Curator: Stephen J. Williams, Ph.D.

PROTACs have been explored in multiple disease fields with focus on only few ligases like cereblon (CRBN), Von Hippel-Lindau (VHL), IAP and MDM2. Cancer targets like androgen receptor, estrogen receptor, BTK, BCL2, CDK8 and c-MET [[6], [7], [8], [9], [10], [11]] have been successfully targeted using PROTACs. A variety of BET family (BRD2, BRD3, and BRD4)- PROTACs were designed using multiple ligases; MDM2-based BRD4 PROTAC [12], CRBN based dBET1 [13] and BETd-24-6 [14] for triple-negative breast cancer, enhanced membrane permeable dBET6 [15], and dBET57 PROTAC [16]. PROTACs for Hepatitis c virus (HCV) protease, IRAK4 and Tau [[17], [18], [19]] have been explored for viral, immune and neurodegenerative diseases, respectively. Currently, the PROTAC field expansion to vast undruggable proteome is hindered due to narrow focus on select E3 ligases. Lack of reliable tools to rapidly evaluate PROTACs based on new ligases is hindering the progress. Screening platforms designed must be physiologically relevant and represent true PROTAC cellular function, i.e., PROTAC-mediated target ubiquitination and degradation.

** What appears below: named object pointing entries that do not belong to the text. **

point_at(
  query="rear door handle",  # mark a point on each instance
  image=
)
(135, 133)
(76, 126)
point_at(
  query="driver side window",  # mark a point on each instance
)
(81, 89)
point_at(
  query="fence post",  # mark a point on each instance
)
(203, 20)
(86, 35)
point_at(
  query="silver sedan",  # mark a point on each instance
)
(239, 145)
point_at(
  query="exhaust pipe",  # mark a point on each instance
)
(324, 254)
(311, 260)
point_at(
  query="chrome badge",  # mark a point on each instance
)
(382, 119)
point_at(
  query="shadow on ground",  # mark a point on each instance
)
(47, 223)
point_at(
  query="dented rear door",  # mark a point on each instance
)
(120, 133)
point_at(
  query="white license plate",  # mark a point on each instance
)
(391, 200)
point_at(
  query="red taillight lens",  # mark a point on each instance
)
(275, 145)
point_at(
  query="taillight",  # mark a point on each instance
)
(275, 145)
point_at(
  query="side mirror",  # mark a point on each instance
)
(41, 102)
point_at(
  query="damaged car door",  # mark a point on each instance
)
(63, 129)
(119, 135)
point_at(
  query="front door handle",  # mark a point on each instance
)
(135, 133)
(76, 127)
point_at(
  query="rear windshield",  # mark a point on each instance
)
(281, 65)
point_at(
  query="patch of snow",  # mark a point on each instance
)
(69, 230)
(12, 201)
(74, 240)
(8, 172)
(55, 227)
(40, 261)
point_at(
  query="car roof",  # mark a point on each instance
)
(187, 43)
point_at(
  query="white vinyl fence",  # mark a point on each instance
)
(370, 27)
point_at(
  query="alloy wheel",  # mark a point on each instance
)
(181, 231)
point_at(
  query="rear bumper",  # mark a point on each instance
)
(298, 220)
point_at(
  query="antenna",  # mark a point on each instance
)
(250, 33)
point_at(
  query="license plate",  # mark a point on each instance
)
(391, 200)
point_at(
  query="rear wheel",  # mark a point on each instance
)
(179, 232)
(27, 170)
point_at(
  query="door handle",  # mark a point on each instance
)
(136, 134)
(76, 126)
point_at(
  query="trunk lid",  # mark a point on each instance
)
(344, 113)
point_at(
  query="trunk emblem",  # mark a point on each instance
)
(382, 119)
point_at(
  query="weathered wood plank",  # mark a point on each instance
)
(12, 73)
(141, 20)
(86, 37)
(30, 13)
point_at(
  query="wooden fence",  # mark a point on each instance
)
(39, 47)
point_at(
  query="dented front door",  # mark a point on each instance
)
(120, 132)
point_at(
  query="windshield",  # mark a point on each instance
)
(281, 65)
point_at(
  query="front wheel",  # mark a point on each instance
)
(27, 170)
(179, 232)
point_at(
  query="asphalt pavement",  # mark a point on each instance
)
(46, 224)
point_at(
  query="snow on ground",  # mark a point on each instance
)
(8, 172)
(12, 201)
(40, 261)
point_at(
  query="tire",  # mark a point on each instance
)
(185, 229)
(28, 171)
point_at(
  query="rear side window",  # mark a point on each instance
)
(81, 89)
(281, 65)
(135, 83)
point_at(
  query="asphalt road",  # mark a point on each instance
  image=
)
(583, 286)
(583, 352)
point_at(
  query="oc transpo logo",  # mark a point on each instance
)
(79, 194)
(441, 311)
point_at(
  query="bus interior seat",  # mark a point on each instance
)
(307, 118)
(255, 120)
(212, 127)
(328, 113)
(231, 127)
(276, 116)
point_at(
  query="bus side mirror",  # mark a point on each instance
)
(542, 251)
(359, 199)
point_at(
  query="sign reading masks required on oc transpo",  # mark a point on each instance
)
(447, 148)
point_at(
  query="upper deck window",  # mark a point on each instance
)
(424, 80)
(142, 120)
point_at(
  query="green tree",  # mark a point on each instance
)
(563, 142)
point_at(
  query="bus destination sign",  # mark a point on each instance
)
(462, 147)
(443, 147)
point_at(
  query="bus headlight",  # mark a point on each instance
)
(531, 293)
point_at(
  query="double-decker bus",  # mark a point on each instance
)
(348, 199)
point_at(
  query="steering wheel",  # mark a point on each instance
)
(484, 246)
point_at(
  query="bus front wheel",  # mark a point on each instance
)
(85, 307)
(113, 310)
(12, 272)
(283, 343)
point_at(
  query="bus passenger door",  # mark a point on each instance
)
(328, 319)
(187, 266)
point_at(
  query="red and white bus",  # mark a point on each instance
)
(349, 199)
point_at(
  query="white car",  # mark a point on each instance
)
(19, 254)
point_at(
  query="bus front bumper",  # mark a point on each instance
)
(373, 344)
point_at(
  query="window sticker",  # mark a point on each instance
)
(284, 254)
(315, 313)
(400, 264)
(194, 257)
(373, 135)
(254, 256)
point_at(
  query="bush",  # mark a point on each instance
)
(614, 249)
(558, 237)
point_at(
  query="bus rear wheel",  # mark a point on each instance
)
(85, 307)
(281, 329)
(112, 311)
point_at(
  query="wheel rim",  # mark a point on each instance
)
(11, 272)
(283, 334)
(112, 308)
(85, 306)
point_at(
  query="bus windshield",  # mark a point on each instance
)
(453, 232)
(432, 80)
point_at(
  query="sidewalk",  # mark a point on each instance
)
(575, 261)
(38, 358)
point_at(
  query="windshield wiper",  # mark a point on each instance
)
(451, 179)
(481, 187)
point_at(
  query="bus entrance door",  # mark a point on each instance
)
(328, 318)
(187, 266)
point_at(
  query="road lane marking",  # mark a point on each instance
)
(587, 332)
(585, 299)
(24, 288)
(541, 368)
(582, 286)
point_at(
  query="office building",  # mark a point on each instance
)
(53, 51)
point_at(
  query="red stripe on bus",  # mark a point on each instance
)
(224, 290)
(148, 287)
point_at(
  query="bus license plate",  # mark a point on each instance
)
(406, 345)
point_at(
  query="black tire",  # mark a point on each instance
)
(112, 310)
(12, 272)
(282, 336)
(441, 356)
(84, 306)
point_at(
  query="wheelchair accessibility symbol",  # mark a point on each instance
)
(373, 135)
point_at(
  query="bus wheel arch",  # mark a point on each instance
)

In the current study, we employ TUBEs as affinity capture reagents to monitor PROTAC-induced poly-ubiquitination and degradation as a measure of potency. We established and validated proof-of-concept cell-based assays in a 96-well format using PROTACS for three therapeutic targets BET family proteins, kinases, and KRAS. To our knowledge, the proposed PROTAC assays are first of its kind that can simultaneously 1) detect ubiquitination of endogenous, native protein targets, 2) evaluate the potency of PROTACs, and 3) establish a link between the UPS and protein degradation. Using these TUBE assays, we established rank order potencies between four BET family PROTACs dBET1, dBET6, BETd246 and dBET57 based on peak ubiquitination signals (“UbMax”) of the target protein. TUBE assay was successful in demonstrating promiscuous kinase PROTACs efficiency to degrade Aurora Kinase A at sub-nanomolar concentrations within 1 h. A comparative study to identify changes in the ubiquitination and degradation profile of KRAS G12C PROTACs recruiting two E3 ligases (CRBN and VHL). All of the ubiquitination and degradation profiles obtained from TUBE based assays correlate well with traditional low throughput immunoblotting. Significant correlation between DC50 obtained from protein degradation in western blotting and UbMax values demonstrates our proposed assays can aid in high-throughput screening and drastically eliminate artifacts to overcome bottlenecks in PROTAC drug discovery.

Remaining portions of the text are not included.